Joël de Rosnay is married to Stella Jebb, daughter of Lord Gladwyn Jebb, former acting Secretary-General of the UN (1945 - 1946) and British Ambassador to Paris from 1954 to 1960. He is the father of Tatiana de Rosnay, a writer, Cécilia de Vaucleroy, a product design consultant, and Alexis de Rosnay, a former banker at Lazard Frères, Lehman Brothers and JP Morgan, now working at Barclays.

From 1975 to 1985 he was Director of Research Applications at l'Institut Pasteur (the Pasteur Institute in Paris). Former research associate at the Massachusetts Institute of Technology (MIT) in the field of biology and computer graphics, he was successively Scientific Attaché to the French Embassy in the United States, and Scientific Director of European Enterprises Development Company (a venture capital group) from 1971 to 1975.

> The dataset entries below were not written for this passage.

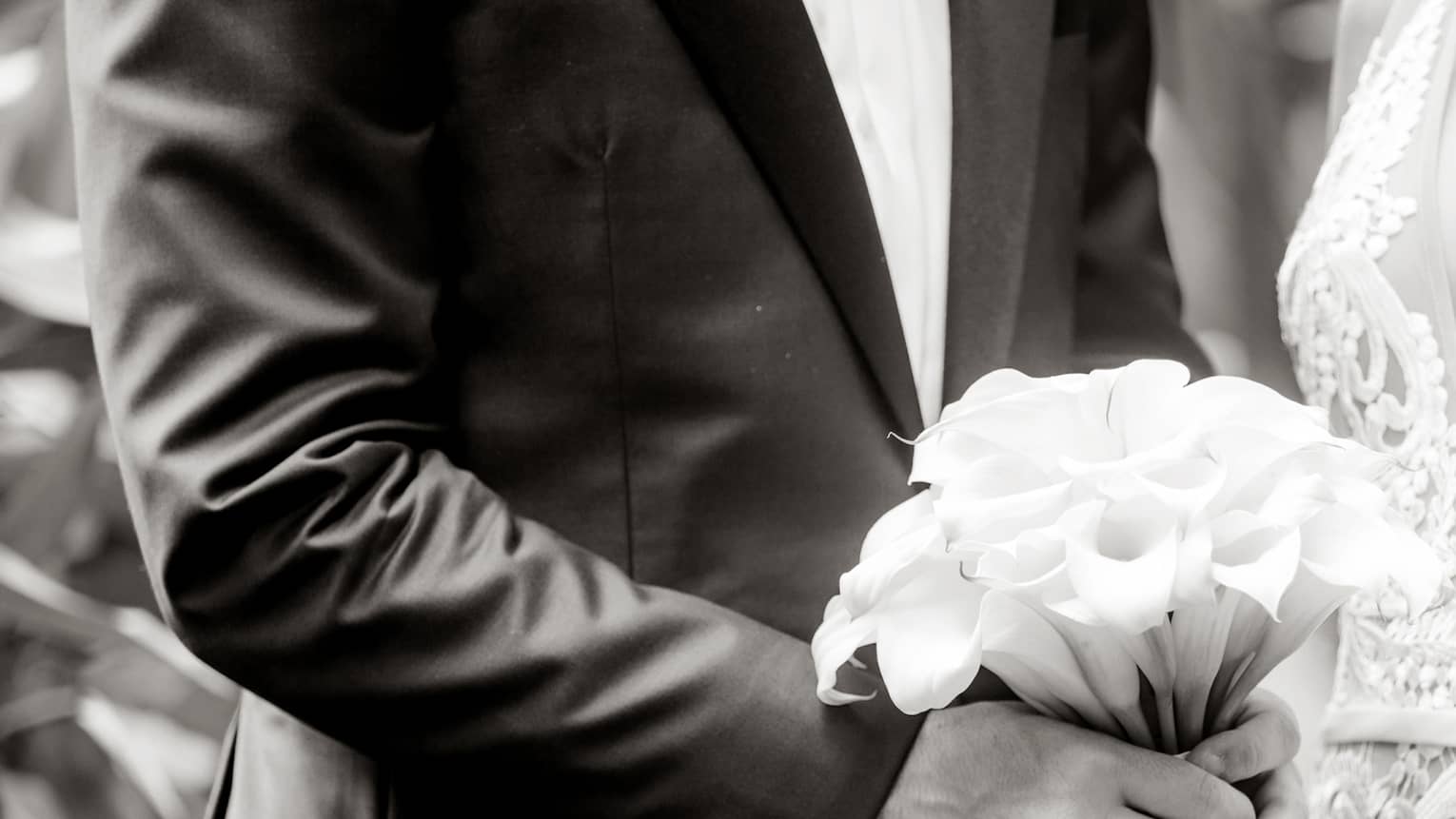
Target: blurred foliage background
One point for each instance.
(104, 714)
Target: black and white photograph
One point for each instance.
(786, 409)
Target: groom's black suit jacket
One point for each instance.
(502, 384)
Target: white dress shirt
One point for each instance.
(892, 68)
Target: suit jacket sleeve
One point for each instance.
(1127, 299)
(264, 277)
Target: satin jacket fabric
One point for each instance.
(502, 384)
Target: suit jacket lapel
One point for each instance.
(999, 57)
(761, 61)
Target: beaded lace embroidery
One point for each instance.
(1376, 367)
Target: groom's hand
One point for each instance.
(1002, 761)
(1257, 753)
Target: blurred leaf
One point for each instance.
(41, 263)
(37, 510)
(140, 767)
(25, 796)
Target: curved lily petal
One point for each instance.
(1126, 571)
(1255, 559)
(833, 645)
(929, 640)
(1034, 661)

As well as several reports, namely : Biotechnologies and Bio Industry (1979), an annex to the report Sciences de la vie et Société by Professors Gros, Jacob and Royer. He was also co-responsible for the report which led to the creation of CESTA (Centre d'Etudes des Systèmes et des Technologies Avancées / Center for the study of systems and advanced technologies, 1982).

===As author===
De Rosnay is particularly interested in advanced technologies and the applications of system theory; his concept of the macroscope, a "big picture" view of the globe and its residents, was published in 1975. On these subjects, he wrote :
- Le Macroscope (1975);
- Les Chemins de la Vie (The paths of life) (1983) and
- Le Cerveau Planétaire (The planetary brain) (1986).

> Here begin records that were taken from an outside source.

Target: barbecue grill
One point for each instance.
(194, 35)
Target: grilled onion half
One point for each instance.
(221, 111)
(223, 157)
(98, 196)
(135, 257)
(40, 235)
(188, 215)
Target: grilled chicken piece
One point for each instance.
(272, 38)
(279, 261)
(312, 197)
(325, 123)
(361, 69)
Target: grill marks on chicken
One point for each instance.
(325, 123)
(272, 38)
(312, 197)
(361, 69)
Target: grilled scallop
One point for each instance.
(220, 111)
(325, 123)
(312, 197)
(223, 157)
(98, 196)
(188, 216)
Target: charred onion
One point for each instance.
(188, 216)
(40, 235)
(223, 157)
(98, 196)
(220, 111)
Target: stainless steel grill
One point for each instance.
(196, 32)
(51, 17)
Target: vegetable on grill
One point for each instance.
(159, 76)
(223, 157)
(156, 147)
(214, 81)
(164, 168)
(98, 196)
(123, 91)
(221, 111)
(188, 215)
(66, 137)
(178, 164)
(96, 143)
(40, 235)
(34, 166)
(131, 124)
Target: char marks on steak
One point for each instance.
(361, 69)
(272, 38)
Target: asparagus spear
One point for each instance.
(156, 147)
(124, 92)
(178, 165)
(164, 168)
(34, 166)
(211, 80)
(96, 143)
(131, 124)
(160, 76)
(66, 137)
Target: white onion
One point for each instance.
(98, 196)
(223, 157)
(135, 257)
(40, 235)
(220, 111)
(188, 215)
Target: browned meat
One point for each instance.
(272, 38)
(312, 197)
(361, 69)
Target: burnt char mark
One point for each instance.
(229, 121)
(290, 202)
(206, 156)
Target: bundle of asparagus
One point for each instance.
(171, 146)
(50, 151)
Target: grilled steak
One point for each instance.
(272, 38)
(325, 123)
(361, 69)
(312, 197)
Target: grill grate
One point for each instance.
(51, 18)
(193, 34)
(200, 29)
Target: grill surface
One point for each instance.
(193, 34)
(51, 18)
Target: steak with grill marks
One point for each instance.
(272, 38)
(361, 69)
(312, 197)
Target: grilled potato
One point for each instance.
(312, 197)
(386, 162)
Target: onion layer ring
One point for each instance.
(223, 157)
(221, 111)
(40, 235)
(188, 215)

De Rosnay wrote for several years on new technologies for the economic magazine L'Expansion. He speaks on the same subject for Europe1, a radio network. De Rosnay is the author of several scientific books aimed at a wider public, such as:
- Les origines de la vie, (The origins of life) (1966);
- La malbouffe (the wrong food) (1979);
- La Révolution Biologique, (the biological revolution) (1982);
- Branchez-vous (Plug-in!), (1984), a book on personal computers;
- L'Aventure du Vivant (The adventure of life) (1988);
- L'avenir en direct (Live from the future) (1989);
- Les rendez-vous du Futur (Rendez-vous with the future) (1991);
- L'Homme Symbiotique, regards sur le 3eme millénaire (The Symbiotic Man, a look into the third millennium) (1995);
- La plus belle histoire du monde, (The most beautiful history of the World) with Yves Coppens, Hubert Reeves and Dominique Simonnet, Seuil, 1996;
- Une vie en plus with Jean-Louis Servan-Schreiber, François de Closets and Dominique Simonnet, Seuil 2005;
- La révolte du Prolétariat with the collaboration of Carlo Revelli, Fayard, 2006.
- 2020 : Les scénarios du futur, Fayard, 2008.
- Surfer la Vie, Sur-Vivre dans la société fluide, LLL, May 2012;
- Je cherche à comprendre...les codes cachés de la nature LLL, 2016;
- La Symphonie du vivant, comment l'épigénétique va changer votre vie, LLL, 2018.

De Rosnay’s ideas have inspired various technology businesses and modern cultural works by creatives, entrepreneurs, and academics, notably around his notion of the cybiont. In The Symbiotic Man, De Rosnay defines a unit of a holistic social structure, expanding on the concept of the singular living holobiont to also include the totality of human-made machines. He terms this set the cybiont - an emerging “planetary macro-organism” of biological and synthetic entities, all operating in synchrony as a cybernetic system.

==Personal life==
De Rosnay's wife Stella is the daughter of Gladwyn Jebb, 1st Baron Gladwyn. His daughter is novelist Tatiana de Rosnay.

De Rosnay is famous for pioneering surfing in France in 1957 and created the Surf Club de France in 1964.